Menu Close
Seorang perempuan memberikan suaranya di Depok, Jawa Barat pada Pemilihan Kepada Daerah (Pilkada) serentak akhir bulan Juni lalu. Mast Irham/EPA

Hasil survei Pilkada tidak akurat, apa yang salah pada lembaga survei?

Enam lembaga survei baru-baru ini dilaporkan ke Badan Reserse Kriminal Markas Besar Kepolisian RI atas tuduhan menyebarkan kebohongan publik. Alasannya, temuan lembaga survei tersebut terkait elektabilitas calon kepala daerah sebelum pemilihan serentak akhir Juni lalu ternyata berbeda jauh dengan hasil perhitungan cepat sesaat setelah waktu pencoblosan ditutup.

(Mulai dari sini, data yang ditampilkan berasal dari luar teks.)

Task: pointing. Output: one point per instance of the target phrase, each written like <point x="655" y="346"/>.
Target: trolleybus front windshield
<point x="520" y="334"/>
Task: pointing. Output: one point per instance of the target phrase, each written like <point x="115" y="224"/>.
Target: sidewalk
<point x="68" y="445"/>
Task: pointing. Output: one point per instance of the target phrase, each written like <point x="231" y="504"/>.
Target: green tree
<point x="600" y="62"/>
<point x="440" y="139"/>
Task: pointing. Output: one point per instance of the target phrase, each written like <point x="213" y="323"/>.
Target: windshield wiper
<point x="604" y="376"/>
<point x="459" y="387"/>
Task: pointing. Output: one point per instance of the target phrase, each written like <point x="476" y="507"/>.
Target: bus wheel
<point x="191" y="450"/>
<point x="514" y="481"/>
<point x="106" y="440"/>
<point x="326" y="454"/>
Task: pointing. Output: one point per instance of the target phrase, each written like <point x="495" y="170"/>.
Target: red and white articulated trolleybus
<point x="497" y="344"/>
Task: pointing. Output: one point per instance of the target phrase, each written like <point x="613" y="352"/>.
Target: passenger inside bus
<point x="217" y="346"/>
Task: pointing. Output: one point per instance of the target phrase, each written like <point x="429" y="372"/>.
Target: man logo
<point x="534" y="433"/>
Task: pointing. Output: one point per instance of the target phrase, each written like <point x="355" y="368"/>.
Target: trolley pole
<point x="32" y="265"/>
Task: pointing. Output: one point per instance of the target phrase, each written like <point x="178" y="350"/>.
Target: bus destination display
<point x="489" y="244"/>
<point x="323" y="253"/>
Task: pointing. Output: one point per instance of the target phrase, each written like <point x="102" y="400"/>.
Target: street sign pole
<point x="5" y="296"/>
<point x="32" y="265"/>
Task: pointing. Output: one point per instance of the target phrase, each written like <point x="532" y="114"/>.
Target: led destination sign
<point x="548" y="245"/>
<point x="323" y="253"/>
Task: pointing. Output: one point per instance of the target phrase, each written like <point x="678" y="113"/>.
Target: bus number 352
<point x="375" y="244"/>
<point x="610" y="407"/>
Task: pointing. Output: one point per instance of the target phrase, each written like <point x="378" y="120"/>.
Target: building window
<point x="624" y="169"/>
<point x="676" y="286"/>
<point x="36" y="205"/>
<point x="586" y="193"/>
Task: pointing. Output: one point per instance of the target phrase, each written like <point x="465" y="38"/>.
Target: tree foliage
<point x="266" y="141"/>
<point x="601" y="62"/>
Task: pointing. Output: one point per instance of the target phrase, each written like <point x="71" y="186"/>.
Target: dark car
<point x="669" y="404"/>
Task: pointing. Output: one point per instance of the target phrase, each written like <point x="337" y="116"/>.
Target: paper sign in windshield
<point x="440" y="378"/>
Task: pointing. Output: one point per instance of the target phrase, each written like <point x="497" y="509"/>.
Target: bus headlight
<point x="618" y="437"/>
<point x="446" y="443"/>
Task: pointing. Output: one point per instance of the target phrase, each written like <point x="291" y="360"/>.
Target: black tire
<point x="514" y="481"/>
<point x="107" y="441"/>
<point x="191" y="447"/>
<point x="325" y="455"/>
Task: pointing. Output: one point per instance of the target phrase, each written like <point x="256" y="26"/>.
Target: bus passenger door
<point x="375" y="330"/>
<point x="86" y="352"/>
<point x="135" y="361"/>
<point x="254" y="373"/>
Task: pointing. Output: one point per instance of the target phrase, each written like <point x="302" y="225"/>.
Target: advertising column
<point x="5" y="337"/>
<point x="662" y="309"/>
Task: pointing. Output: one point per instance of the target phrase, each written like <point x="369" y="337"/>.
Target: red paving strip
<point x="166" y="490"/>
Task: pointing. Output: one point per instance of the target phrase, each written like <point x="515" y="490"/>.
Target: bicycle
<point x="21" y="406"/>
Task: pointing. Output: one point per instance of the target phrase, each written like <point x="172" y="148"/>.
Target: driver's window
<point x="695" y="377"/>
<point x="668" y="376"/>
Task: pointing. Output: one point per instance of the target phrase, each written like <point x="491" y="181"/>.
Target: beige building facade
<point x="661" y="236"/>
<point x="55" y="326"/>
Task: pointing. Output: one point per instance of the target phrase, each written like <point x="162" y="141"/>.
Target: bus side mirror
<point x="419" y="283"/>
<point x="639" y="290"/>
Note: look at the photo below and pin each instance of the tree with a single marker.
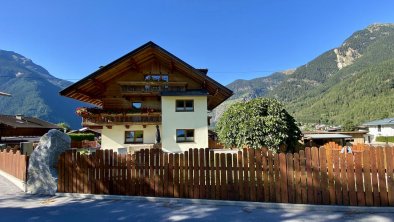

Sebelum pemilihan kepala daerah (pilkada), mayoritas survei elektabilitas melaporkan angka keterpilihan pasangan calon gubernur dan wakilnya, Sudrajat- Ahmad Syaikhu, di Jawa Barat konsisten di bawah 10%, padahal hasil perhitungan cepat menunjukkan angka di atas 25%.

Sama halnya dengan pasangan Sudirman Said-Ida Fauziyah, calon gubernur dan wakil gubernur Jawa Tengah, yang sebelumnya diperkirakan ‘hanya’ meraup suara tak lebih 10%, namun hasil perhitungan cepat menunjukkan kisaran 40%.

Menanggapi kritik yang deras mengalir pada studi yang mereka lakukan, lembaga survei berkilah bahwa konteks pemilihan kepala daerah sangat dinamis, sehingga wajar saja ada perbedaan antara survei elektabilitas dan hasil perhitungan suara. Namun, ketika memeriksa lebih teliti metode survei yang digunakan, apakah penyimpangan itu mungkin dapat terjadi sedemikian dramatis?

Kecermatan ilmiah

Saya sering sekali menemukan ketidakcocokan antara teknik analisis data yang digunakan dengan kesimpulan yang ditarik dalam temuan survei. Misalnya, temuan suatu survei menyatakan bahwa pemilih kandidat A adalah 70% perempuan, sedangkan sisanya laki-laki. Dari data tersebut, seringkali lembaga survei menarik kesimpulan bahwa, “pemilih perempuan cenderung memilih kandidat A.”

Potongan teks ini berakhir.